Single by Lifehouse

from the album Out of the Wasteland
- Released: November 18, 2014
- Recorded: 2014
- Genre: Pop • alternative rock • Pop rock • Soft rock
- Length: 4:17
- Label: Jason Wade Music, Ironworks Music
- Songwriter: Jason Wade

Lifehouse singles chronology
| "Between the Raindrops'" (2012) | "Flight" (2014) | "Hurricane" (2015) |

Music video
- "Flight" on YouTube

= Flight (song) =

"Flight" is a 2014 song by American alternative rock band Lifehouse. Written by lead singer Jason Wade, the track served as a preview of the band's album Out of the Wasteland, released in May 2015. It was the first new recording released by the band since their hiatus in July 2013.
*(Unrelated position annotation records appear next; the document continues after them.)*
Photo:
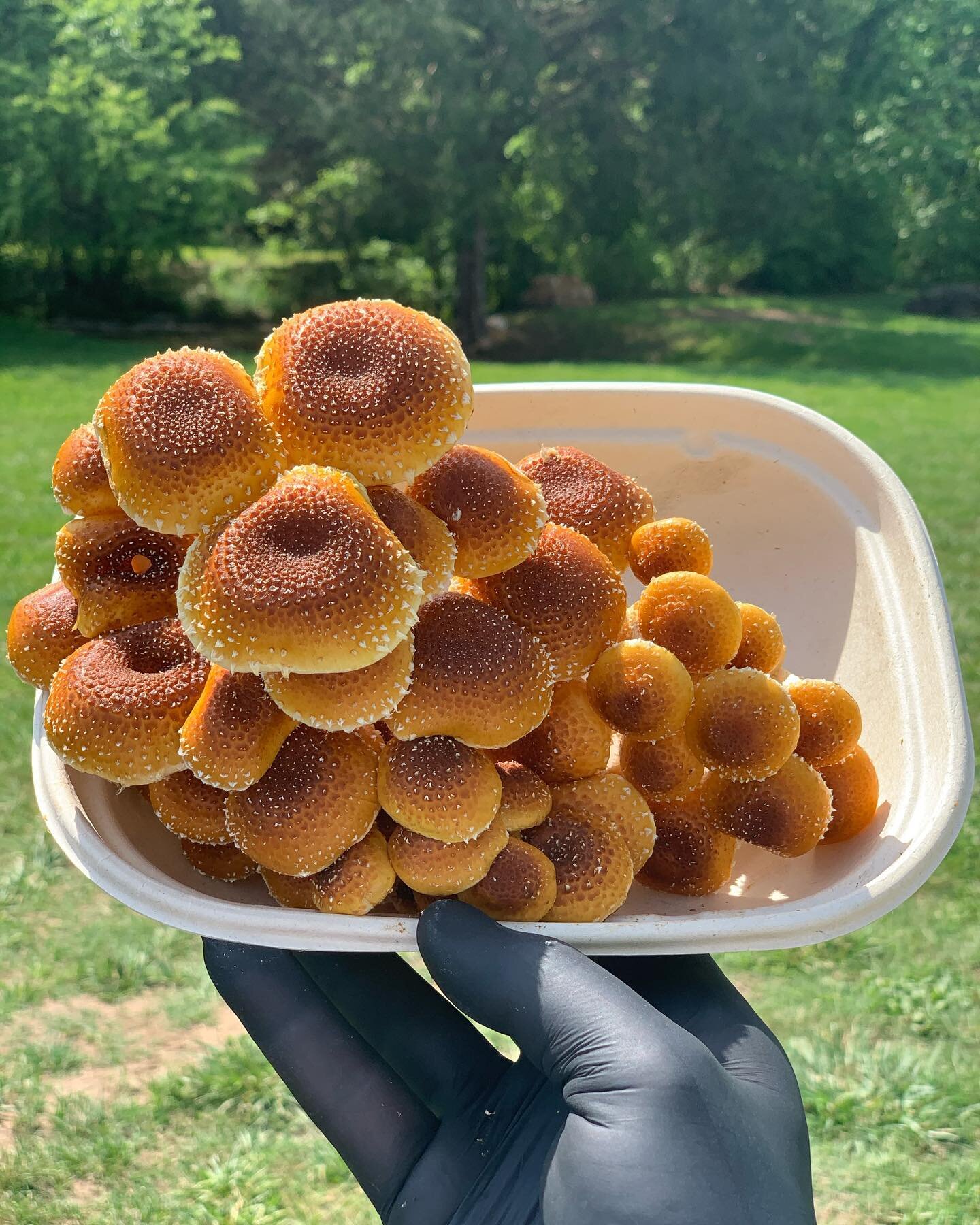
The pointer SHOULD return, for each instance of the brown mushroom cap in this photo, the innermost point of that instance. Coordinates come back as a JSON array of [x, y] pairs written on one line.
[[358, 881], [116, 704], [494, 512], [520, 886], [691, 857], [672, 544], [293, 892], [439, 787], [79, 476], [223, 862], [617, 805], [641, 689], [190, 808], [661, 770], [585, 494], [306, 580], [479, 676], [424, 534], [234, 732], [440, 869], [693, 617], [741, 723], [762, 646], [593, 870], [526, 799], [312, 804], [787, 813], [346, 701], [568, 594], [571, 742], [42, 635], [830, 721], [854, 790], [119, 572], [185, 441], [369, 386]]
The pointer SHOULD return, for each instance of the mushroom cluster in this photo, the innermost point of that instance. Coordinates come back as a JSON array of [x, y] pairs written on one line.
[[375, 667]]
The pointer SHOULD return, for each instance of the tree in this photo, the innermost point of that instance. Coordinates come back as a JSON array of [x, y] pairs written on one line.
[[116, 152]]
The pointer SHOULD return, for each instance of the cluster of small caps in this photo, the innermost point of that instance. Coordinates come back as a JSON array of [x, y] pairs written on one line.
[[376, 666]]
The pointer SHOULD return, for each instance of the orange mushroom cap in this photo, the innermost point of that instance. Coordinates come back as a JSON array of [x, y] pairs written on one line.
[[494, 512], [586, 494], [312, 804], [42, 635], [374, 387], [185, 441], [79, 478], [306, 580], [568, 594], [119, 572], [118, 704]]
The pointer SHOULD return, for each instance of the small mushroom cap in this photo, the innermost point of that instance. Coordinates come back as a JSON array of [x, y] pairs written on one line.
[[593, 870], [439, 787], [526, 799], [223, 862], [118, 704], [190, 808], [571, 742], [568, 594], [691, 857], [630, 627], [586, 494], [661, 770], [312, 804], [854, 790], [185, 441], [693, 617], [672, 544], [369, 386], [830, 721], [494, 512], [79, 478], [617, 805], [346, 701], [42, 635], [479, 676], [787, 813], [440, 869], [293, 892], [424, 534], [641, 689], [741, 723], [358, 881], [306, 580], [119, 572], [234, 732], [762, 646], [520, 886]]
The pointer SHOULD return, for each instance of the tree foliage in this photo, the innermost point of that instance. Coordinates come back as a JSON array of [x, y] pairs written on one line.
[[798, 145]]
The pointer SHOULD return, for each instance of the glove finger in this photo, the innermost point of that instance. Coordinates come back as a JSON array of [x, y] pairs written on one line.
[[372, 1117], [439, 1054], [696, 995], [580, 1026]]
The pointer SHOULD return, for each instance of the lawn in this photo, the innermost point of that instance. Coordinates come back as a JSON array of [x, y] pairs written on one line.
[[127, 1094]]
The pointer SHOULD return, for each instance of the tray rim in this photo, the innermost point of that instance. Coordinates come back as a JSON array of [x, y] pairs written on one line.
[[790, 924]]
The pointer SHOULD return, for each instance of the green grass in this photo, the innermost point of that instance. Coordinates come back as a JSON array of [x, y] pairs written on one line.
[[882, 1026]]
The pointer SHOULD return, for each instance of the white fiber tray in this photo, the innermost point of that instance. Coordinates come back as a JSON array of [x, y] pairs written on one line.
[[808, 522]]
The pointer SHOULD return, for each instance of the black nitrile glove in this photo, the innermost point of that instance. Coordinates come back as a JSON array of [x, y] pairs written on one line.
[[647, 1090]]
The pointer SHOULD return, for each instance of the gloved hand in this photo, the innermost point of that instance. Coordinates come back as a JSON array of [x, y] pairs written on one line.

==Background and composition==
Unlike previous Lifehouse singles, the song is a piano ballad. It begins solely with a simple chord and melody set before growing to include drums, bass, and electric guitar. After the second chorus, it builds to a climactic crescendo. Wade had previously stated that writing on the piano was a skill he had wanted to develop.

==Music video==
A lyric video, directed by Thomas Kirk, was released alongside the song, featuring actress TL Forsberg. The clip was filmed in one single shot with no cut, and weaves in and around an abandoned diner and motel in the desert in point of view before focusing on a woman sitting on a bed and communicating the song's closing lyrics to the camera using sign language.